Where you come from can often affect where you go. That sounds like a pretty stupid statement. But if you’re from Eldoret and you’re poor and you shine shoes for a living, it pretty much sums up the problems you’re bound to face with visa authorities the world over.
We cross borders and enter new countries with barely a second thought. But the Kenyans? They hold these passports that seem to shout, “We’re a flight risk. TURN US AWAY. NOW.” In January, Zakayo came this close to taking part in the Empire State Run-up. But the US embassy turned down his visa request. Despite the fact that he had a return air ticket, and an official invitation, AND a letter of support from a senator.

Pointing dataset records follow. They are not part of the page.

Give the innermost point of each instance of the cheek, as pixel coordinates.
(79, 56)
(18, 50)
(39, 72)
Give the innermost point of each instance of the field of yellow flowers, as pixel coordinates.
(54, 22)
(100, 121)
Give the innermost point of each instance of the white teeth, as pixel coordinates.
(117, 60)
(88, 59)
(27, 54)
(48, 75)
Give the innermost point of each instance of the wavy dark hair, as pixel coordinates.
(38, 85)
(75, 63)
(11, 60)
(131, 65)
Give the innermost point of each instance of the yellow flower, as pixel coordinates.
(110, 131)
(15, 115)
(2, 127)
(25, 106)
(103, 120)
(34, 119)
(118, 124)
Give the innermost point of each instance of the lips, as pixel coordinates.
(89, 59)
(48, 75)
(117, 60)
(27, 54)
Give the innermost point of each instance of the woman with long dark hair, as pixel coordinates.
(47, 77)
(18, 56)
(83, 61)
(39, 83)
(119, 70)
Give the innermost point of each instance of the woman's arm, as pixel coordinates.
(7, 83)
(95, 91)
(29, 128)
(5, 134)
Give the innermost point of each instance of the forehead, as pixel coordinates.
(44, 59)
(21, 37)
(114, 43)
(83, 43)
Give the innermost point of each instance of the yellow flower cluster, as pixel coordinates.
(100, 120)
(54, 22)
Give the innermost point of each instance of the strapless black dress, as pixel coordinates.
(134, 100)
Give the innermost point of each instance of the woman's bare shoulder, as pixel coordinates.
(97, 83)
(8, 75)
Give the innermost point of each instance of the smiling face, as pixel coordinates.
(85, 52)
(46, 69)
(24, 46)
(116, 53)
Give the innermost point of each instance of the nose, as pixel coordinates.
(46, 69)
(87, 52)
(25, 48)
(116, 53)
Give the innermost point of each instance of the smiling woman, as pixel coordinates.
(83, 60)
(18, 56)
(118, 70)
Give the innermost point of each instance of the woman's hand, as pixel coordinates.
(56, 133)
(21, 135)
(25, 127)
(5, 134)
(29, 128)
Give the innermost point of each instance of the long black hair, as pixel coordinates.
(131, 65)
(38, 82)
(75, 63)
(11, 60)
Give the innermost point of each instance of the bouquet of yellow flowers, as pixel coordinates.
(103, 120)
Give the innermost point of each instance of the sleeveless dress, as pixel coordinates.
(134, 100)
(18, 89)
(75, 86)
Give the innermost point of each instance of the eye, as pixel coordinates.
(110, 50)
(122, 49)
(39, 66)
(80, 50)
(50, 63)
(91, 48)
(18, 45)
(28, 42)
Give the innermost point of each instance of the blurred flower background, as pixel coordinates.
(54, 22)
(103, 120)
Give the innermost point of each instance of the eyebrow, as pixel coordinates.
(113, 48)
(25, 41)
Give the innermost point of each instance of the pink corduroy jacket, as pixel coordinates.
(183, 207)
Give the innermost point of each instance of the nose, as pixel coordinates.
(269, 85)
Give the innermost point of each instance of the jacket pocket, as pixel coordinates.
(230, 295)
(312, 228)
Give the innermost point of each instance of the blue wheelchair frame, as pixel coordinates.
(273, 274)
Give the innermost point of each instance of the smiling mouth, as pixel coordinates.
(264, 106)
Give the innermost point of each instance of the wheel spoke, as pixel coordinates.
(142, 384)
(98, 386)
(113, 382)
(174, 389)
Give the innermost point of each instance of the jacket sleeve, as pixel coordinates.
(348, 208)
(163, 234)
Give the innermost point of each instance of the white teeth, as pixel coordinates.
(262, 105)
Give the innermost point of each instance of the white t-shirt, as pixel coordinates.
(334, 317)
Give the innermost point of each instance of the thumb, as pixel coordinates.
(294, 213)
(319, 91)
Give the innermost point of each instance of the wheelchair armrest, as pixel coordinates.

Then yesterday, Zakayo and his teammates packed up their bikes and headed to Changi Airport for a flight to Bangkok, only to be informed that they couldn’t board. Blame it on Nick’s travel agent. Blame it on bad info on the internet. But contrary to what Nick was originally told, Kenyans, unlike dozens of other nationalities, cannot get Thai visas on arrival. No amount of cajoling or explaining could change that. Hard to even begin to describe the looks on the guys’ faces when they realized there was no way they would be allowed on the plane.
So Zakayo will not be riding on Sunday. The team won’t be racing at the Tour of Egat. They’ve come halfway across the world, but they won’t be racing. The airport staff shrugged, half-sympathetic, when we tried to plead our case. It’s their passports. It’s where they’re from. And nothing anyone can do can change that.